Forum Discussion
MatthiasVC
Jun 16, 2023Copper Contributor
PowerQuery Table Buffer at end of query
Hi, I've got a PowerQuery File from a colleague that goes very slow (even though it's only 3.000 rows and 10 columns) and I'm intent on making it run smoother.
One thing that I noticed is that there are many queries dependencies which I presume result in a lot of double calculations. (time-intensive ones such as merge and sort).
Just to test things out I wanted to add a buffer at the end of some Query steps but I noticed it didn't really help much:
e.g.
My test
I have following Result Tables: T1 (30s loading time), T2 (utilizes T1 and has 2m20 loading time when refreshing concurrent with T1)
I added a third Table which does nothing more than say "=T2"
now if I refresh them all concurrently they take 30s,2m20s and 3m40s respectively.

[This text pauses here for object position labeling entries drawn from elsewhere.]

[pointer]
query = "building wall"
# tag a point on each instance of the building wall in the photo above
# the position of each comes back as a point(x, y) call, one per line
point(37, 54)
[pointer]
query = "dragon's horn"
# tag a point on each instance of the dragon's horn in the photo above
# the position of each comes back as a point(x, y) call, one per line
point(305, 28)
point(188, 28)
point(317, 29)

If I drop the loading of T2 and only load T1 and T3 it takes 30s and 2m20.
What I understood
This confirms both that the step "=T2" really doesn't take any time at all (2m20s vs 2m20s) and that all queries are loaded independently.
What I don't understand
However, what I didn't mention is that I added a Table.Buffer as the Last step of T2.

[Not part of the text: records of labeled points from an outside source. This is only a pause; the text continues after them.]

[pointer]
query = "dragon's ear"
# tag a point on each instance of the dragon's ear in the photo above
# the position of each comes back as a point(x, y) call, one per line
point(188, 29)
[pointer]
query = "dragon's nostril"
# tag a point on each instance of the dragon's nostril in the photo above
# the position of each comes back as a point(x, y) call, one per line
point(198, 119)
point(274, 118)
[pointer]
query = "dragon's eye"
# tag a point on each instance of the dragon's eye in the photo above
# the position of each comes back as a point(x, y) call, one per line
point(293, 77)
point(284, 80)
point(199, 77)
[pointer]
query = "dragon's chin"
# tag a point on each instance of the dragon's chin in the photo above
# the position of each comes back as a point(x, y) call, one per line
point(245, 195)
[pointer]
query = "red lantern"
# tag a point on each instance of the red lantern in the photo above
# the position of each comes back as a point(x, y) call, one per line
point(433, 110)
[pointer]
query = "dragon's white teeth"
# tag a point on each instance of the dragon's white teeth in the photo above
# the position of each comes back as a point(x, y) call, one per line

Adding this step should result T3 being able to be loaded straight from that buffer instead of requiring extra calculation and thus it SHOULD take 30s, 2m20s 2m20s. Why doesn't it? Are the results of Table.Buffer really only available within the query itself?
If T1=>T2, T1=>T3, T2=>T4 and T3=> T4 where T1,T2,T3 are connection only and T4 is loaded to the workbook. I understand that T1 is calculated twice (once for calculating T2 and once for calculating T3), but does it still need to be calculated twice if you put a Table.Buffer at the end of it?
Please check Why Does Power BI Query My Data Source More Than Once? - Chris Webb's BI Blog (crossjoin.co.uk), second part of the post is about your case. Also Referenced Queries And Caching In Power BI And Power Query - Chris Webb's BI Blog (crossjoin.co.uk)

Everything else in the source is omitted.